I wished I could give him better answers. The truth was, I wanted to graduate and get the hell out of this purgatory I’d found myself in—but every time I thought I was getting my shit together, I fucked something up. I’d bomb a quiz or become overwhelmed by a large project, and I’d just freeze up.
I should probably just give up and walk away, but I’d stayed on campus for Dad, unable to abandon him the way my mom had. The way she’d abandoned us all. But it never felt like enough.
A heavy weight descended on me as I walked across campus, and I slipped out my phone for a distraction. But like a missile seeking more misery, my fingers navigated straight to the Thrust app, where Trace still hadn’t answered my message.
Like a glutton for punishment, I sent another one.
* * *
TRACE
I scoured the report in front of me, glasses perched on my nose, but no matter how hard I stared, I couldn’t change the stark reality staring up at me. The business was in trouble—and it had been for some time. I’d spent weeks trying to move numbers from one column to another, to shave a few expenses here and there—but it wasn’t enough.
That was no magic trick to keeping Laurie & Sons Landscaping in the black.
“Damn,” I muttered.
“Something wrong, boss?”
I glanced up to see LeRoy Collins in the doorway. He was my newest hire—not yet a year on the payroll—and I was already cutting back. Had I gotten ahead of myself, thinking I could expand the crew and give myself more office hours? Was LeRoy going to pay for my mistake?

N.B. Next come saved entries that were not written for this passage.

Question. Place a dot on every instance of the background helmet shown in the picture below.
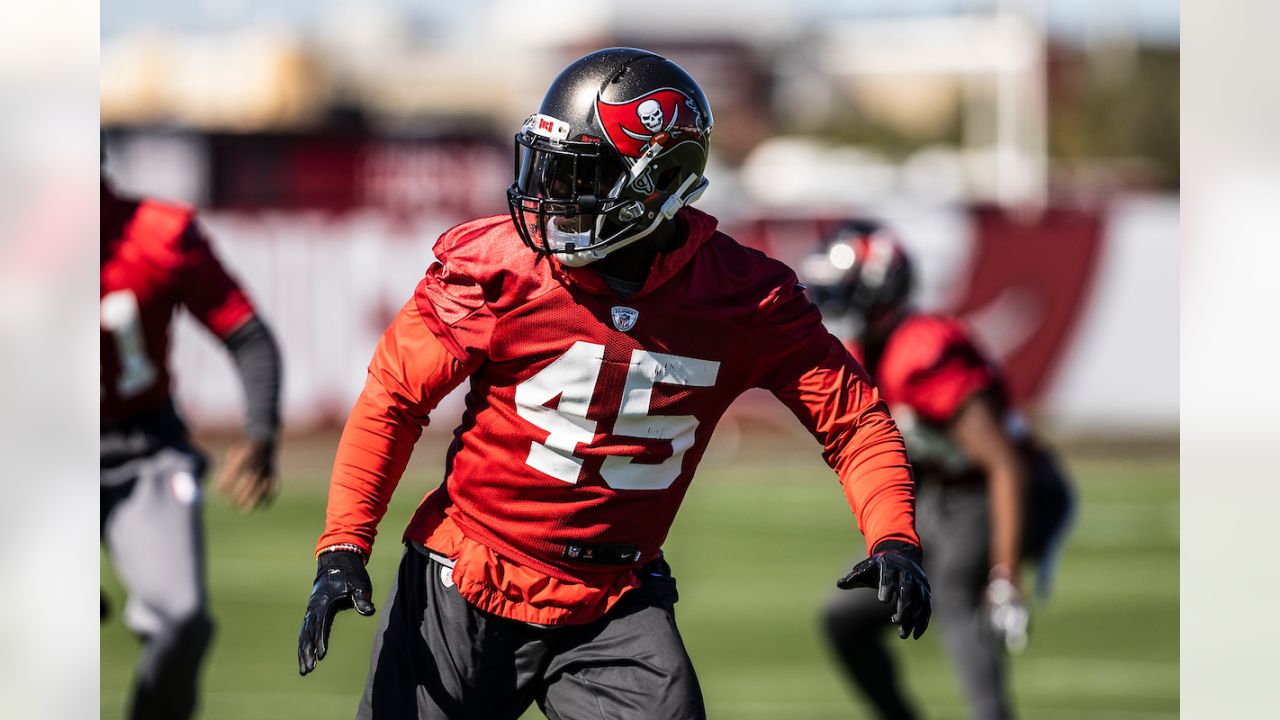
(618, 145)
(860, 272)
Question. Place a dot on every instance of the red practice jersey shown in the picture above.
(152, 260)
(932, 367)
(588, 413)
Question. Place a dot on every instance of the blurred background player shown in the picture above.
(990, 496)
(155, 259)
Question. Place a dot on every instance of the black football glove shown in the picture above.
(342, 583)
(894, 569)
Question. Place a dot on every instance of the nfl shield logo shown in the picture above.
(625, 318)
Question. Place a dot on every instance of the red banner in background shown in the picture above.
(455, 176)
(1027, 288)
(1023, 288)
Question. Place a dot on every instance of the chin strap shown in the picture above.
(681, 197)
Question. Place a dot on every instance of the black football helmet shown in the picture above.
(860, 273)
(618, 145)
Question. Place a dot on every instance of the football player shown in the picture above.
(155, 259)
(604, 327)
(990, 493)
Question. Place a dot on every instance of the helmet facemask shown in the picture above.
(617, 147)
(581, 200)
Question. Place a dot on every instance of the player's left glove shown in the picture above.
(894, 569)
(1008, 614)
(342, 583)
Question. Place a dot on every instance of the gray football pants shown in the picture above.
(435, 657)
(151, 528)
(952, 523)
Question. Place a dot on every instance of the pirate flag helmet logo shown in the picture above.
(618, 146)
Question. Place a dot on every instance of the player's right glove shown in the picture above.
(342, 583)
(1008, 614)
(894, 569)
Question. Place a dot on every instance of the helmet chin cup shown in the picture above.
(563, 242)
(684, 196)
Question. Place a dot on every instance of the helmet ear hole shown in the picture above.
(668, 180)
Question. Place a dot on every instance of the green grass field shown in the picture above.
(763, 533)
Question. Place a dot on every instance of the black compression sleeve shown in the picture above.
(257, 359)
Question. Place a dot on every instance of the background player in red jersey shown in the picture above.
(604, 327)
(990, 495)
(154, 259)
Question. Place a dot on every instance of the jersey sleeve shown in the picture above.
(816, 377)
(205, 287)
(410, 373)
(935, 368)
(452, 300)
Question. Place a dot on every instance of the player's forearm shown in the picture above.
(877, 479)
(371, 456)
(257, 360)
(837, 404)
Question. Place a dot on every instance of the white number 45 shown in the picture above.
(574, 377)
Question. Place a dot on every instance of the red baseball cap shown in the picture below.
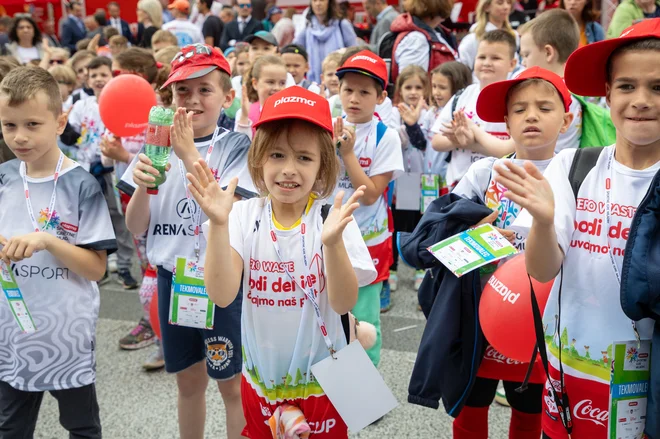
(195, 61)
(491, 104)
(368, 63)
(297, 103)
(586, 68)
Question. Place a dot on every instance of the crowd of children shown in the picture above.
(286, 198)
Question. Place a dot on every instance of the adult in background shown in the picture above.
(324, 33)
(587, 18)
(384, 14)
(212, 26)
(25, 40)
(118, 23)
(150, 19)
(630, 12)
(242, 27)
(73, 28)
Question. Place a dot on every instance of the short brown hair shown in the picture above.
(501, 36)
(556, 28)
(23, 83)
(270, 132)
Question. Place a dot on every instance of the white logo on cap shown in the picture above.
(294, 99)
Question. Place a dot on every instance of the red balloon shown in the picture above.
(153, 315)
(124, 105)
(505, 311)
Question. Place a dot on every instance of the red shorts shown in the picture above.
(319, 412)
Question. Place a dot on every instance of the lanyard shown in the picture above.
(196, 219)
(608, 223)
(51, 206)
(309, 292)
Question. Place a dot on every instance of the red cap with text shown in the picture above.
(368, 63)
(195, 61)
(297, 103)
(586, 68)
(491, 104)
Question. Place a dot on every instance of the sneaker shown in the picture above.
(393, 280)
(140, 337)
(419, 277)
(126, 279)
(500, 396)
(385, 302)
(156, 360)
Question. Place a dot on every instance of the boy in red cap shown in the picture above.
(579, 217)
(535, 109)
(370, 155)
(293, 254)
(201, 85)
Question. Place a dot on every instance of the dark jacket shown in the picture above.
(231, 34)
(453, 344)
(640, 288)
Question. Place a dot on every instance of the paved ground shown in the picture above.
(135, 404)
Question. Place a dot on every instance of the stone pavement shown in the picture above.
(136, 404)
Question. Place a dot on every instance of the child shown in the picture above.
(296, 172)
(295, 58)
(535, 106)
(56, 235)
(85, 129)
(566, 232)
(370, 155)
(495, 60)
(412, 93)
(266, 77)
(170, 220)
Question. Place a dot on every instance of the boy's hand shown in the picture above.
(181, 133)
(215, 202)
(344, 137)
(23, 247)
(339, 217)
(144, 174)
(527, 187)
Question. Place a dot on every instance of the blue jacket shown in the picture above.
(640, 288)
(453, 344)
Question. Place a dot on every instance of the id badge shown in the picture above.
(189, 304)
(430, 190)
(354, 386)
(629, 385)
(15, 300)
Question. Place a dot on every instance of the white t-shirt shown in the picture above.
(591, 313)
(64, 305)
(171, 229)
(280, 336)
(86, 120)
(375, 160)
(185, 31)
(462, 159)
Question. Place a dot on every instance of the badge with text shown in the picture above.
(189, 304)
(629, 386)
(472, 249)
(15, 300)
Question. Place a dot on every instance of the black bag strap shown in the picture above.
(583, 162)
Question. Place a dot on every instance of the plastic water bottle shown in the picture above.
(158, 144)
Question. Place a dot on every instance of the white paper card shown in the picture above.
(354, 387)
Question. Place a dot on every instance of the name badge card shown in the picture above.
(629, 386)
(190, 305)
(15, 300)
(354, 387)
(472, 249)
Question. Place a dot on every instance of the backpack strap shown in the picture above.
(583, 162)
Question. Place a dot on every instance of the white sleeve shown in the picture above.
(408, 51)
(388, 157)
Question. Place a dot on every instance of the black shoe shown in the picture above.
(126, 279)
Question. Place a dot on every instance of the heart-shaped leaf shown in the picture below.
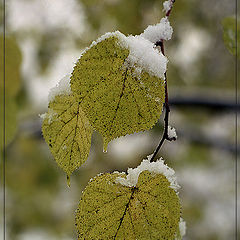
(150, 209)
(119, 81)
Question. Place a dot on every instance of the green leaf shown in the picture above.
(109, 210)
(116, 99)
(229, 34)
(67, 132)
(13, 60)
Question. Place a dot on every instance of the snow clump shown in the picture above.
(154, 167)
(62, 88)
(167, 5)
(172, 132)
(158, 32)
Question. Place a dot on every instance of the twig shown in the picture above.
(165, 135)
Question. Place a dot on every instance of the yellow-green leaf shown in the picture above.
(117, 98)
(110, 210)
(231, 33)
(12, 66)
(67, 132)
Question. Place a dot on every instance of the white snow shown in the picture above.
(49, 115)
(142, 53)
(160, 31)
(182, 227)
(62, 88)
(172, 132)
(167, 5)
(157, 167)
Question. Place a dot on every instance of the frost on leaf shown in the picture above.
(110, 210)
(67, 132)
(120, 81)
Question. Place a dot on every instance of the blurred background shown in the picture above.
(45, 39)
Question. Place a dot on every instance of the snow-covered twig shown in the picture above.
(165, 135)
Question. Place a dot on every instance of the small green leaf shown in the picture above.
(109, 210)
(229, 34)
(67, 132)
(117, 99)
(13, 60)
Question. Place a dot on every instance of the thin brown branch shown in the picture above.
(165, 135)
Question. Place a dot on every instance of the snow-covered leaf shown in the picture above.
(120, 82)
(148, 210)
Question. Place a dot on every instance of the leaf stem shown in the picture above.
(165, 135)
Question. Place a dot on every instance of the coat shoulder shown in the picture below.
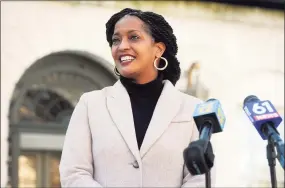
(96, 94)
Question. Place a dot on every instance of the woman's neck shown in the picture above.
(145, 79)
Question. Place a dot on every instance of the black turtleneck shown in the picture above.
(143, 100)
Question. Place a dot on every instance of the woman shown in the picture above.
(133, 133)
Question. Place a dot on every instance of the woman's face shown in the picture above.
(134, 50)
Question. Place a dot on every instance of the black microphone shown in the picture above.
(209, 118)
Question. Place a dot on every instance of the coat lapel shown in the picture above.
(166, 109)
(119, 106)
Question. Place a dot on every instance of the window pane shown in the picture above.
(27, 171)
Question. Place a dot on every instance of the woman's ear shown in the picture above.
(160, 49)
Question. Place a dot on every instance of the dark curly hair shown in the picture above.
(160, 30)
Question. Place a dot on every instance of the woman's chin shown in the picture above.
(127, 73)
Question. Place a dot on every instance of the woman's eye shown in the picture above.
(115, 41)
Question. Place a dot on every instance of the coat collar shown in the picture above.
(119, 105)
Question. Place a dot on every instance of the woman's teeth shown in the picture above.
(126, 58)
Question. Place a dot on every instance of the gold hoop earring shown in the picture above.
(166, 63)
(116, 72)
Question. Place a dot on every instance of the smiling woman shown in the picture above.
(138, 118)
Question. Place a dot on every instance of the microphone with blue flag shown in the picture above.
(265, 119)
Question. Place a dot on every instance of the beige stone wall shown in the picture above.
(241, 52)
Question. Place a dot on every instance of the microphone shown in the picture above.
(265, 119)
(209, 118)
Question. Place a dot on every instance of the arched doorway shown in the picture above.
(40, 108)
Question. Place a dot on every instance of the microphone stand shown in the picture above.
(271, 157)
(206, 135)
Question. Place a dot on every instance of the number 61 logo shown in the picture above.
(262, 108)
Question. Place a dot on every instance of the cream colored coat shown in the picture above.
(100, 147)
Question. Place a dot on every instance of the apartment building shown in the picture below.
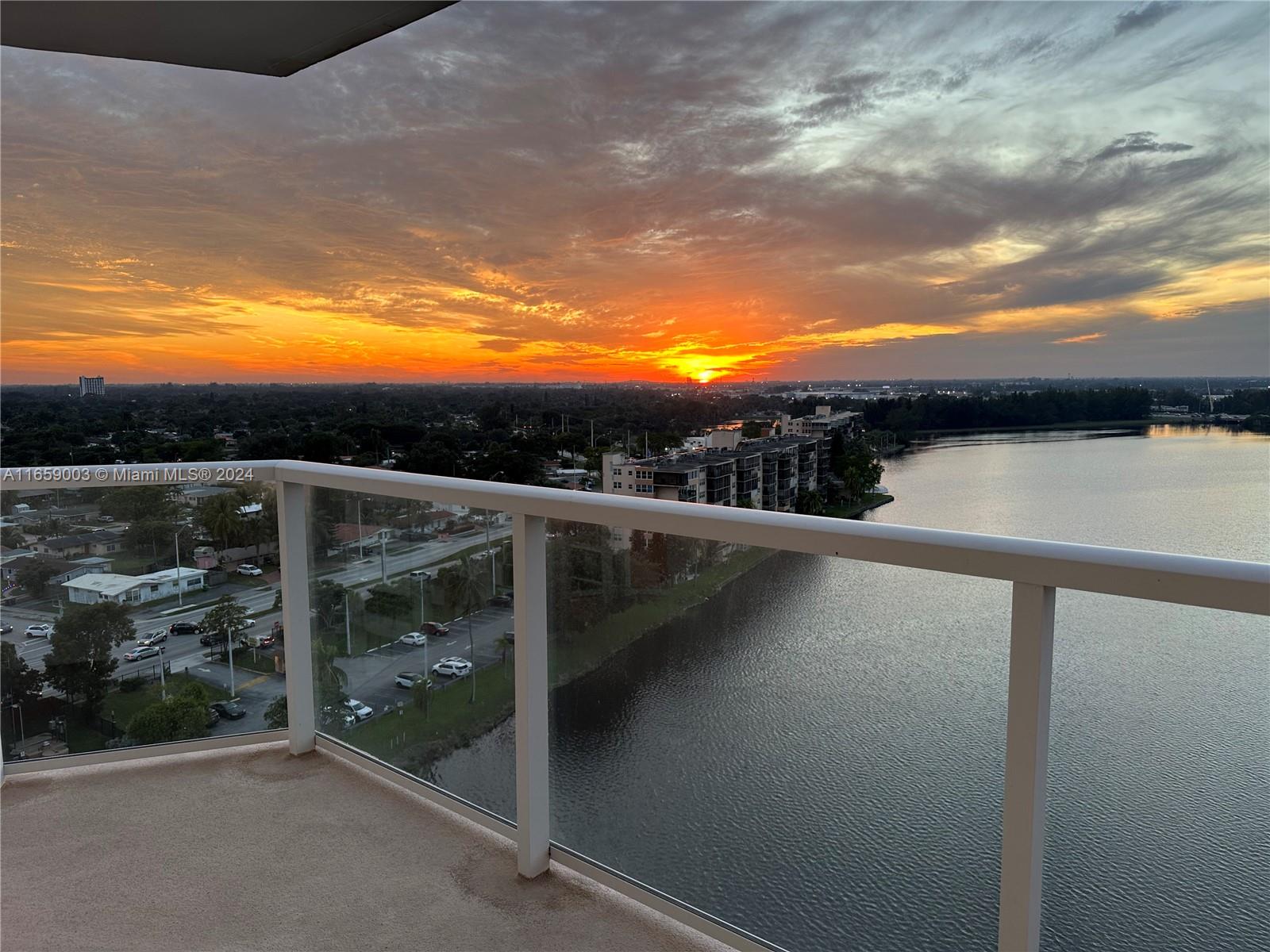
(764, 474)
(823, 423)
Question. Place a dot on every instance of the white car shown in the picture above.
(452, 666)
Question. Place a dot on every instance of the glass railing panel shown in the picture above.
(1157, 816)
(120, 608)
(413, 635)
(781, 740)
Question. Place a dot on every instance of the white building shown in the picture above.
(133, 589)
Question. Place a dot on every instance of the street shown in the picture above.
(184, 651)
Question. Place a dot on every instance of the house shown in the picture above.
(353, 536)
(98, 543)
(133, 589)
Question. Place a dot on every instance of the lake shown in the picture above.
(817, 754)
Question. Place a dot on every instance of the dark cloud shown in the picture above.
(1143, 17)
(587, 175)
(1138, 143)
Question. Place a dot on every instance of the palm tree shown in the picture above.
(468, 589)
(221, 518)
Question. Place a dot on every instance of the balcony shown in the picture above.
(323, 854)
(239, 819)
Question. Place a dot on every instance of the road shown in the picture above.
(184, 651)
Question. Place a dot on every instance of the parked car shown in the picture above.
(341, 715)
(452, 666)
(230, 710)
(408, 679)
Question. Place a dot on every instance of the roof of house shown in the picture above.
(82, 539)
(349, 532)
(114, 584)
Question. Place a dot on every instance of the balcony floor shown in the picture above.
(253, 848)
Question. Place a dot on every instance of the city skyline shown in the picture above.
(508, 192)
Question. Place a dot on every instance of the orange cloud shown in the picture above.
(1081, 340)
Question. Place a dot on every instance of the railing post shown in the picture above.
(1022, 835)
(298, 644)
(533, 785)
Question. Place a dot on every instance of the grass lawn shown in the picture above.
(84, 740)
(121, 706)
(870, 501)
(451, 720)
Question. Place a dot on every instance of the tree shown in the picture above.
(19, 682)
(276, 714)
(181, 717)
(220, 517)
(810, 503)
(80, 663)
(33, 575)
(225, 620)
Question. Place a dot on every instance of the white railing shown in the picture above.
(1035, 568)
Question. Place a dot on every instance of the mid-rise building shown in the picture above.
(764, 474)
(92, 386)
(823, 423)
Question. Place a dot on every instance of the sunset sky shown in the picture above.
(641, 190)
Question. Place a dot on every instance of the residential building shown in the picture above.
(101, 543)
(823, 423)
(349, 535)
(133, 589)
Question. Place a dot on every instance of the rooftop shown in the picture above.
(332, 856)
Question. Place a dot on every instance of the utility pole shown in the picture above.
(348, 626)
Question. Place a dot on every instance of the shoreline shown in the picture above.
(872, 501)
(452, 717)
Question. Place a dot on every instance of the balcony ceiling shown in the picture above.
(266, 37)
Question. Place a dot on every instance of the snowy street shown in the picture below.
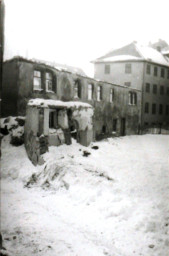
(113, 202)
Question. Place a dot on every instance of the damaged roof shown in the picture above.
(57, 103)
(134, 52)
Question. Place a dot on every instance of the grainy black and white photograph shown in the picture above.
(84, 127)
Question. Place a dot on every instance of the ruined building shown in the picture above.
(144, 68)
(116, 107)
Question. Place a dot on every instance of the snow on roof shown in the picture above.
(146, 53)
(120, 58)
(151, 54)
(57, 103)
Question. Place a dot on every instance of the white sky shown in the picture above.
(74, 32)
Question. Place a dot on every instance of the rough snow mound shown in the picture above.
(15, 127)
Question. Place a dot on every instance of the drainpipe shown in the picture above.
(142, 94)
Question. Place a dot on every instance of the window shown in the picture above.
(161, 89)
(114, 125)
(90, 91)
(154, 88)
(128, 68)
(99, 92)
(153, 108)
(77, 89)
(132, 98)
(104, 129)
(128, 84)
(155, 71)
(37, 80)
(160, 109)
(167, 110)
(146, 110)
(52, 119)
(147, 87)
(107, 69)
(167, 90)
(148, 69)
(49, 82)
(162, 72)
(111, 95)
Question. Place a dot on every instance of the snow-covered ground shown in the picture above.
(114, 202)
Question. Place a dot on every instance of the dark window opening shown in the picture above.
(148, 69)
(114, 125)
(77, 89)
(146, 107)
(132, 98)
(111, 95)
(99, 92)
(153, 108)
(37, 80)
(104, 130)
(128, 84)
(161, 89)
(107, 69)
(154, 88)
(128, 68)
(52, 119)
(49, 82)
(155, 71)
(160, 109)
(90, 91)
(162, 72)
(147, 87)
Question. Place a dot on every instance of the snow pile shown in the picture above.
(112, 202)
(15, 127)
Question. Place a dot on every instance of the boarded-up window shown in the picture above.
(49, 82)
(154, 88)
(37, 80)
(155, 71)
(153, 108)
(128, 68)
(90, 91)
(111, 95)
(132, 98)
(107, 69)
(148, 69)
(99, 92)
(146, 107)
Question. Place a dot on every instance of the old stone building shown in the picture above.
(116, 107)
(143, 68)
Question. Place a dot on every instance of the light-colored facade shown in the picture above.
(128, 66)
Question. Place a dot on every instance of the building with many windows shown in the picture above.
(143, 68)
(116, 107)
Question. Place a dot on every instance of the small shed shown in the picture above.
(53, 123)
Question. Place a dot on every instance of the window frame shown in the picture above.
(148, 69)
(128, 68)
(91, 90)
(147, 88)
(154, 108)
(99, 92)
(48, 80)
(37, 78)
(146, 108)
(155, 71)
(107, 69)
(111, 95)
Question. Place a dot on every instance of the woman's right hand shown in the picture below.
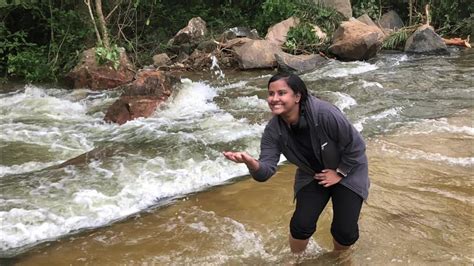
(242, 157)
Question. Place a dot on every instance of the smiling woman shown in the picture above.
(330, 155)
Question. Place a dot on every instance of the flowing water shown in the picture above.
(162, 193)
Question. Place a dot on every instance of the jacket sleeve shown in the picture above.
(348, 139)
(270, 151)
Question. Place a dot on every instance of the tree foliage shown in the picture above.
(41, 40)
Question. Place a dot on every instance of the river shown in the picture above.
(164, 194)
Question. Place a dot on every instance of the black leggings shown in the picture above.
(310, 202)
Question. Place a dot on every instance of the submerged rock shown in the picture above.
(142, 97)
(354, 40)
(425, 41)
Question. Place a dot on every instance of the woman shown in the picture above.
(329, 153)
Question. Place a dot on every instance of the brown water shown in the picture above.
(416, 113)
(419, 212)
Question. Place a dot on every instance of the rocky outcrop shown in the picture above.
(277, 33)
(142, 97)
(298, 64)
(425, 41)
(366, 20)
(391, 21)
(257, 54)
(239, 32)
(342, 6)
(88, 74)
(160, 60)
(354, 40)
(192, 33)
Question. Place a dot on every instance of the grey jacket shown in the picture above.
(336, 144)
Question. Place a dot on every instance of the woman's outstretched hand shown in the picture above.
(327, 177)
(242, 157)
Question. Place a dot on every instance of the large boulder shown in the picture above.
(257, 54)
(425, 41)
(142, 97)
(366, 20)
(277, 33)
(88, 74)
(391, 20)
(239, 32)
(299, 64)
(192, 33)
(342, 6)
(354, 40)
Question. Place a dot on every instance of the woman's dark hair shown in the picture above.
(294, 82)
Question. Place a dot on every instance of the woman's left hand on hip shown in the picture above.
(327, 177)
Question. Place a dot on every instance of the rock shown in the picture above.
(200, 60)
(298, 64)
(257, 54)
(240, 32)
(354, 40)
(425, 41)
(342, 6)
(192, 33)
(142, 97)
(160, 60)
(88, 74)
(367, 20)
(391, 20)
(277, 33)
(319, 33)
(207, 46)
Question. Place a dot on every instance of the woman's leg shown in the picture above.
(310, 202)
(346, 206)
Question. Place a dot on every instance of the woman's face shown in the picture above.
(281, 99)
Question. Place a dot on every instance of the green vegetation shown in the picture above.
(396, 40)
(41, 40)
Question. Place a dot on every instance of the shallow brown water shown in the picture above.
(419, 212)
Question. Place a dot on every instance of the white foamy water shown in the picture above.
(390, 113)
(344, 101)
(415, 154)
(107, 190)
(336, 69)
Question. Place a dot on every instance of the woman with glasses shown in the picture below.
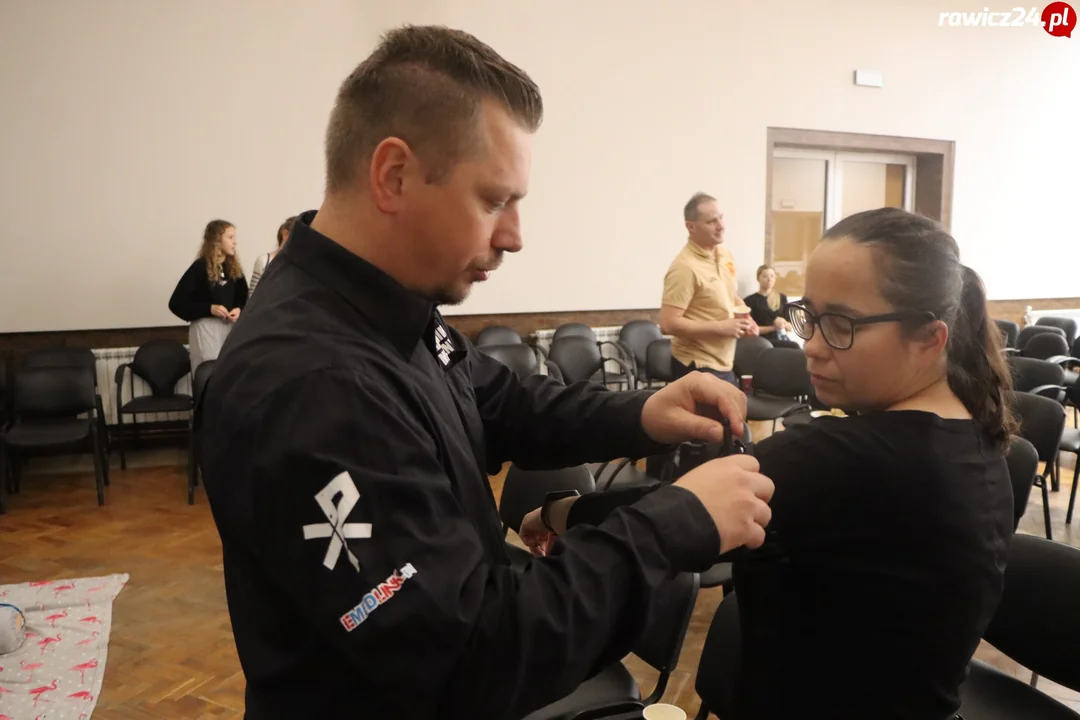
(885, 555)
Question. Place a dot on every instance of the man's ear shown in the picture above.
(386, 174)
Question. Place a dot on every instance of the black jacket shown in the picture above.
(346, 438)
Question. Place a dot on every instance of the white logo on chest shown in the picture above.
(337, 529)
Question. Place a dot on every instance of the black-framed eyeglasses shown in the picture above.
(838, 329)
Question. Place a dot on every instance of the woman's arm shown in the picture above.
(190, 299)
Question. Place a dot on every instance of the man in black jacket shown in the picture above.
(347, 432)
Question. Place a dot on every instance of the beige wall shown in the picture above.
(127, 124)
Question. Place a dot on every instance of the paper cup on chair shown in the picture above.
(661, 711)
(12, 628)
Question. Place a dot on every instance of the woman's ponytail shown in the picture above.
(977, 371)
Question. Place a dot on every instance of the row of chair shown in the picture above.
(55, 402)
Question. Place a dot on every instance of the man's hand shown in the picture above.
(536, 537)
(737, 327)
(737, 498)
(690, 408)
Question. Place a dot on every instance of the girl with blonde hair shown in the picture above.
(212, 293)
(767, 309)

I shook my head, sighing. No. Business had been strong for three years before I even considered expansion. And when LeRoy first came on, it’d been great. I’d gotten to devote more time to the landscape design, while my guys handled the labor. I’d been able to take on more challenging projects, really push myself.
But a flashy corporate landscaping company had moved in at the same time the economy tanked. A lot of people were cutting what they considered luxuries, and those who weren’t seemed to be infatuated with the slicker Legacy Landscapes, complete with its billboards and cars wrapped in gaudy advertisements. I still had some of the bread and butter of landscape maintenance jobs to keep my company alive, but the more extravagant projects? They’d slowed to a trickle.
“Everything’s fine,” I told LeRoy. I wasn’t about to lay off anyone yet. I wanted to be one hundred percent sure I couldn’t find a solution.
Or maybe I was just putting off the inevitable.
“What can I do for you?” I asked.
He came farther into the office, smiling nervously. “Sally is due to deliver in two weeks.”
“That’s right,” I said, mentally groaning. I’d forgotten his wife had a baby on the way. There was no way I could cut him from the crew with a clear conscience. But who then? My other guys had been around twice as long.
“I wanted to put in my request now, for paternity leave,” he said. “Sally says there’s a federal family act or something that allows me to take some time off?”
I nodded. This might actually be a blessing in disguise. If LeRoy wasn’t working for a while, I could buy myself some time to find a solution before cutting crew. “That time off is generally unpaid.”
“That’s what I figured,” he said.
“I’m prepared to pay you half-pay though for your average hours worked per week,” I said, even though the last thing I could afford was paying someone not to work. But, Christ. The man was having a child, and I wasn’t some corporate bastard without a heart. “How’s that sound?”
A huge grin broke out over his face. “Thanks, Boss. That’d be great.” I hadn’t even realized he was tense until he exhaled a huge breath. “I wasn’t sure you’d be too happy with me taking time off.”
I waved a hand. “You should bond with your baby. Congratulations again. Give Sally my best.”
“Will do,” he said, taking his cue to leave.
I turned back to my numbers, working in the small discount that LeRoy’s family leave would afford me. I wouldn’t have to worry about filling his shoes—business was slow enough my other guys could handle it. I wouldn’t even have to sacrifice my office time, though I was coming to hate it now that it consisted mostly of staring at dwindling financials.
By the time I got home that evening, my brain felt like Swiss cheese, and I went directly to the fridge to retrieve a beer. I forced myself to pull out some sausage and cheese too—lest I give in to the temptation to drink my dinner. Piling everything onto a cutting board, I settled on the sofa in front of the TV, slicing and eating methodically while my brain worried over the problem at work.
The crew would be out getting beers together. Sometimes I joined them. Tonight, I couldn’t imagine drinking and joking with them when I might very well have to cut one loose. LeRoy’s request had bought me a little time, but not much.
Restless, I opened my Thrust app for the first time since I got home. Maybe I should look for some stress relief. The idea hadn’t appealed before; Cooper took up too much of my head space.
But I was desperate for a distraction.